OpenNMT-tf is a general purpose sequence learning toolkit using TensorFlow 2. While neural machine translation is the main target task, it has been designed to more generally support:

* sequence to sequence mapping
* sequence tagging
* sequence classification
* language modeling

The project is production-oriented and comes with [backward compatibility guarantees](https://github.com/OpenNMT/OpenNMT-tf/blob/master/CHANGELOG.md).

## Key features

### Modular model architecture

Models are described with code to allow training custom architectures and overriding default behavior.
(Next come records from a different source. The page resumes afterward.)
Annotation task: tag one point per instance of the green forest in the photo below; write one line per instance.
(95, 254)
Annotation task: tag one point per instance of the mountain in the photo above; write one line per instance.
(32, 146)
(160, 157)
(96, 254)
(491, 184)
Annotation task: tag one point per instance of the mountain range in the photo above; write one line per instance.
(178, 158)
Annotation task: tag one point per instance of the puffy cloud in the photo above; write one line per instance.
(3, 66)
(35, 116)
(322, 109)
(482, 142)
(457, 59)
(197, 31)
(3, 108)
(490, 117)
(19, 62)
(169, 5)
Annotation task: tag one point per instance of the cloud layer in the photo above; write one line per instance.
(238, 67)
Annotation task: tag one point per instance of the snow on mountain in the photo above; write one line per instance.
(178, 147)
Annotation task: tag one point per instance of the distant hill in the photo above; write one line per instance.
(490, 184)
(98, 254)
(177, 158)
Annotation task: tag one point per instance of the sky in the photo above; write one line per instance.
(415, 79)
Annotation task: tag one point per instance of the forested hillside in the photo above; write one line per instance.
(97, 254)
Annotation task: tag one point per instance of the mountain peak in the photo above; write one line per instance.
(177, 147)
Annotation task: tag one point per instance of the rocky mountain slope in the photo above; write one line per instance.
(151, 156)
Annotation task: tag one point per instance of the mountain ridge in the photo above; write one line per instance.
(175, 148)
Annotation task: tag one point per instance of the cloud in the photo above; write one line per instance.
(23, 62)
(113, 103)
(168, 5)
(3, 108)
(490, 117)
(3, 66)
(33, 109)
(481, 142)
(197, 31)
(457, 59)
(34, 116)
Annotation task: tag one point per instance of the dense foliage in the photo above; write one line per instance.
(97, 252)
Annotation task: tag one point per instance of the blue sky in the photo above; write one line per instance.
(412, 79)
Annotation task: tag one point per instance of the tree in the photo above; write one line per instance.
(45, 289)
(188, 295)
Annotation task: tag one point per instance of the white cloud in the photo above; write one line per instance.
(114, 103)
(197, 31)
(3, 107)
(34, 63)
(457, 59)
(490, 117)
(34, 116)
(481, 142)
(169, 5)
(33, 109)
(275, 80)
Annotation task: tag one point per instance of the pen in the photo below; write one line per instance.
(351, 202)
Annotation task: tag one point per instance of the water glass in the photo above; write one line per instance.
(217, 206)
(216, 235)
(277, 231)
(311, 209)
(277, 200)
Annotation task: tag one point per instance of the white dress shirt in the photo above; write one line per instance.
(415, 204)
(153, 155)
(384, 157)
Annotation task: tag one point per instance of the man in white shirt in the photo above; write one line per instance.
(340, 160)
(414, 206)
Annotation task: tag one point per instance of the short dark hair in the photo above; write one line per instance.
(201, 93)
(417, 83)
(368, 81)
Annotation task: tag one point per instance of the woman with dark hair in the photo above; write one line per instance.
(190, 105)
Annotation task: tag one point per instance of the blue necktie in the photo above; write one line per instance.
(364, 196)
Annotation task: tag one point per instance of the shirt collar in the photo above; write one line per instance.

For example, the following instance defines a sequence to sequence model with 2 concatenated input features, a self-attentional encoder, and an attentional RNN decoder sharing its input and output embeddings:

```python
opennmt.models.SequenceToSequence(
source_inputter=opennmt.inputters.ParallelInputter(
[
opennmt.inputters.WordEmbedder(embedding_size=256),
opennmt.inputters.WordEmbedder(embedding_size=256),
],
reducer=opennmt.layers.ConcatReducer(axis=-1),
),
target_inputter=opennmt.inputters.WordEmbedder(embedding_size=512),
encoder=opennmt.encoders.SelfAttentionEncoder(num_layers=6),
decoder=opennmt.decoders.AttentionalRNNDecoder(
num_layers=4,
num_units=512,
attention_mechanism_class=tfa.seq2seq.LuongAttention,
),
share_embeddings=opennmt.models.EmbeddingsSharingLevel.TARGET,
)
```

The [`opennmt`](https://opennmt.net/OpenNMT-tf/package/overview.html) package exposes other building blocks that can be used to design:

* [multiple input features](https://opennmt.net/OpenNMT-tf/package/opennmt.inputters.ParallelInputter.html)
* [mixed embedding representation](https://opennmt.net/OpenNMT-tf/package/opennmt.inputters.MixedInputter.html)
* [multi-source context](https://opennmt.net/OpenNMT-tf/package/opennmt.inputters.ParallelInputter.html)
* [cascaded](https://opennmt.net/OpenNMT-tf/package/opennmt.encoders.SequentialEncoder.html) or [multi-column](https://opennmt.net/OpenNMT-tf/package/opennmt.encoders.ParallelEncoder.html) encoder
* [hybrid sequence to sequence models](https://opennmt.net/OpenNMT-tf/package/opennmt.models.SequenceToSequence.html)

Standard models such as the Transformer are defined in a [model catalog](https://github.com/OpenNMT/OpenNMT-tf/blob/master/opennmt/models/catalog.py) and can be used without additional configuration.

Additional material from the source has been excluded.